Şu cehalet meselesi hakkında günümüze kadar binlerce insan binlerce deneyim paylaşsa da, cehaletin pençesinden bir türlü kurtulamıyoruz sevgili dostum! İnsanı diğer canlılardan ayıran meziyetlerin başında akıl ve bilginin geldiğini çoğu kez unutuyoruz. Hayatını bilgisizlik içinde geçiren bir kimse, hayvanlık mertebesini aşamayacağı gibi, varlık alanına çıkmış da sayılamıyor... Hayvan, kendi varlık imkânlarından, yani duyumlarından tam olarak faydalanırken, cehâlete razı olan insan bilgi edinme imkânını kullanmamıştır. Hayatla bilgi arasındaki sıkı ilişkiden dolayı, Kur’an’da ilim “ruh” kelimesiyle de ifade edilmiştir.
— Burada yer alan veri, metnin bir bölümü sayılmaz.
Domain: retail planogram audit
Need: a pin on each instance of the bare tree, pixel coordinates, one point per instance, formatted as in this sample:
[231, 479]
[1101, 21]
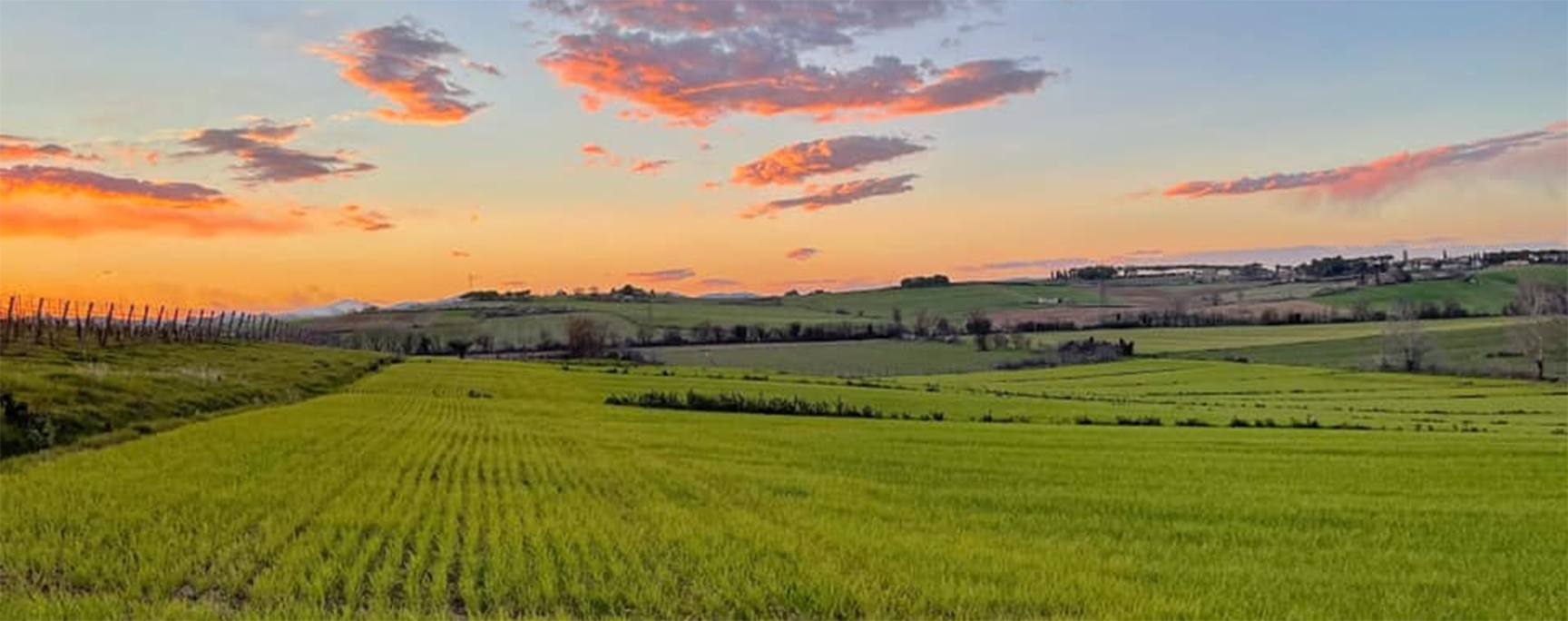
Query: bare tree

Bağırıp çağırmayı,  öfkesiyle yaşamayı yaşam biçimi edinen insanlar, öyle anlaşılıyor ki, derin bir mutsuzluk yaşıyorlar. Evde, sokakta; her nerede olursa olsun; medeni insanların nezaketine yakışır bir iletişim dilini malesef geliştiremiyoruz; ya da bir yaşam biçimine dönüştüremiyoruz. Kazancının vergisini ödemekten kaçınan tipler, fitre, zekat, fidye, sadaka gibi dini içerikteki vergileri ödeyerek,  temizlendiklerini veya aklandıklarını düşünüyorlar. İster cehalet deyin, ister ahmaklık ya da akılsızlık deyin; her ne derseniz deyin, malesef binlerce yıllık geleneksel bakış açımız, sanki bir ilahi kuralmış gibi görülüyor. İnancımızın gerektirdiği sevgi dili yerine korku ve yasak dilini kullanarak yol almaya çalışmakla, çağdaş dünyanın düşünce hayatının da dışında kalıyoruz. Hiçbir teknolojik icat veya yenilik yapmadan, hazır teknolojileri alıp kullanmayı bir maharet sandığımız gibi, bir de, teknolojinin zirve yaptığı dünyaya, içi boş kafa yapısıyla meydan okumayı bir başarı sanıyoruz. Düşünen ve üreten dünyada bunların hiçbiri yok sevgili dostum! Olmadığı gibi, boş meydan okumalara da gülüp geçiyorlar. Aslında toplum olarak hemen her kesimde şiddetli geçimsizlik yaşıyoruz. Siz bakmayın, bunun bir medeni hukuk tabiri olduğuna. Anlaşamayan eşlerin boşanma sürecinde dilekçelerindeki en on sırada yer alan "şiddetli geçimsizlik", siyasetçisinden din adamına ve halk tabanına uzanan derin bir mesele...Kimse kimseye saygı duymadığı gibi, kimse kimseyi beğenmiyor; herkes kendince haklı; haksız kimse yok bu memlekette! İtişip kalkışan, restleşip küfürleşenden tutun da, menfaati için atıp tutan, yalanı peynir ekmek gibi yiyen insanlara ne demeli?

Velhasılı kelam sevgili dostum; hani derler ya, "bindik bir alamete, gidiyoruz, kıyamete!" Bu misal bir hayatı yaşatmak için inatlarımızdan da vazgeçemiyoruz. Güzel konuşan, güzel davranan, güzel işlere imza atan, kendisine ve çevresine güzellikler katan insanlara da "enayi" deyip geçiyoruz! Aman ha, Allah korusun!